My very first question comes from ogehn of the D20 Radio forums, via D20 Radio’s Facebook page and is quite fitting as tomorrow is Valentine’s Day.
Q: “When there’s an in-character (IC) romance, how should the players conduct themselves OOC? Also how to approach potential in-game romance, does it work or not for the characters?”
A: Ah, yes, IC love affairs, one of my favorite things to roleplay. A long time ago, my sig line on a SW gaming forum was “I play RPGs instead of reading romance novels.” While I no longer use that sig line, I am still upfront that this is something I enjoy, whether PC/PC or PC/NPC.
First off, I recommend talking to the players and GM about romances. If it’s something you would like to do in a new campaign, bring it up in the Session 0 or other discussions beforehand, just like any other suggestion for the campaign. You should also be clear about what you are looking for–the GM to provide an NPC girl- or boyfriend, a star-crossed lovers subplot, the two characters getting engaged or marrying by campaign’s end, etc.
I have no problems asking, “Hey anyone interested in their PC having a relationship with mine?” Sometimes, someone is. And yes, other times I get–crickets. By the way, you don’t just talk with the person, GM or player, who will be running the lover. You need to talk to the whole group. They will have to listen to the RP after all, so need to be onboard.
What if the possibility of romance comes up after the game begins? You, or another player, think it would make the game more interesting. Or you had a good time when the NPC knight was flirting with your PC, and start thinking there’s some chemistry there. Then have a talk between sessions.
And this doesn’t mean there’s no room for spontaneity, or one-night dates or stands. This is fine and can be a fun and/or charming change-of-pace that doesn’t change the campaign longterm, but makes a good game better.
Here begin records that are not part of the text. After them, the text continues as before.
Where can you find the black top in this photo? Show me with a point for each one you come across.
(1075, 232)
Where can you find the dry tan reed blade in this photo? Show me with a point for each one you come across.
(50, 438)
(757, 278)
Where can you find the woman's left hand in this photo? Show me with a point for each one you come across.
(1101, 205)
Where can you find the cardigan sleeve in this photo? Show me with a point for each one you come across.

One of my fond gaming memories is a session that ended with another PC presenting my PC with a rose and then sharing a bottle of wine with her. Discussing this ahead of time would have taken all the fun, and surprise, out of it. (Now, should we use these characters again, I may very well ask if we could build on that.)
As I mentioned above, I don’t always get takers and neither will you. Just as in real life, take “No” for an answer. Not all players or GMs are into this kind of RP. Or they may feel that their PC/NPC wouldn’t do this (with your PC or in general) but would be willing to go this route in the next game. Or it might be the campaign. Not every one will lend itself to romance. It may be more focused on action, or the group might be larger and therefore it would be harder to give everyone enough “screen time” for similar subplots. You can try again with a different player group or a different game.
Please, do stay away from TMI. Exactly what veers into TMI territory will vary by group. (And, for message-board-based games, the site’s TOS.) Personally, I suggest only roleplaying out PG or milder things. Unless there are kids in the group, it’s likely fine if everyone knows that a couple of characters have gone all the way–but no need to describe beyond, “Yeah, they spent all night on that island. Alone.” But, again, know your group.
As I wrote, I realized that much of this advice parallels sensible Actual Dating Advice. You don’t just assume someone is interested, you don’t push it when they aren’t, and you can try again, with someone new (or at least someone’s new PC). So if IC romance is your style, give it a whirl. And happy Valentine’s wishes to you and your PCs.